I put strobes on top of the rock gaurd on my dump truck and ever since i put them in they keep blowing fuses when i turn them on. I put them on their own circuit and each time i turn on the front ones they blow almost immediately. The rear one are fine its just the front ones. I check for shorts and theyre are none. I do not know where to look next


Tom


----------



## dieselss (Jan 3, 2008)

can you unplug the strobe lights, and turn it on and see if the fuse blowes?? can you unplug one of the cables for one side and see if it still blows the fuse??


----------



## BossPlow2010 (Sep 29, 2010)

What strobes are you running?


----------



## tbone3 (Aug 21, 2011)

I am running STRB-4W series Vehicle Strobe Light "got that off the site" heres the link. 4th one down. 
http://www.superbrightleds.com/cgi-...e&Page2Disp=/emergency-vehicle-led-lights.htm

I am using a 15 amp switch to turn the front two on, and another 15 amp switch to turn the rears on. Only the front ones seem to blow the fuse and are having the most issue. Also when i have the rear strobes on and i switch the front on the Amp meter on my truck goes all the way down to 8 of a second and it goes back up. When it goes down to eight my head lights dim and everything in the truck seems to slow down.. Its really weird when it happens.

Thanks guys.
Tom


----------



## BossPlow2010 (Sep 29, 2010)

tbone3;1422748 said:


> I am running STRB-4W series Vehicle Strobe Light "got that off the site" heres the link. 4th one down.
> http://www.superbrightleds.com/cgi-...e&Page2Disp=/emergency-vehicle-led-lights.htm
> 
> I am using a 15 amp switch to turn the front two on, and another 15 amp switch to turn the rears on. Only the front ones seem to blow the fuse and are having the most issue. Also when i have the rear strobes on and i switch the front on the Amp meter on my truck goes all the way down to 8 of a second and it goes back up. When it goes down to eight my head lights dim and everything in the truck seems to slow down.. Its really weird when it happens.
> ...


There's your problem!
When your truck goes down to in amps, they will shut off because there's not enough power going to them. Take a volt meter and check your batterys amps. Maybe your alt is bad or maybe just a bad battery.

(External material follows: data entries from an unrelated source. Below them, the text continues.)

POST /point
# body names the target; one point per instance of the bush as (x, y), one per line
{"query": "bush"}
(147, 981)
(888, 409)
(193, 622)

You have two bateries right?


----------



## tbone3 (Aug 21, 2011)

Yes! Two batteries. Just bought them about 3 months ago, they're interstate batteries the heavy duty snow plowing ones. I had a guy check my alt and at the time it was fine. But they keep on blowing. But when he checked them the lights where working fine. So once they blow should i check it?


Tom


----------



## 54powerwagon (Oct 16, 2004)

you have a short in the line. the led's don't draw enough power to cause your lights to dim. you have a bare wire or you have power to ground.


----------



## tbone3 (Aug 21, 2011)

Ill check them once again. How will i know if i have power to a ground?



Tom


----------



## dieselss (Jan 3, 2008)

can you take one of the 2 fronts outta the circuit??/ like the left of right?? then turn on the switch and see what happens.
leds draw like no power,,so theres a short to gnd somewhere


----------



## 54powerwagon (Oct 16, 2004)

check your connections see if you switched one light power to ground . or disconnect and check your power wire for a short to ground


----------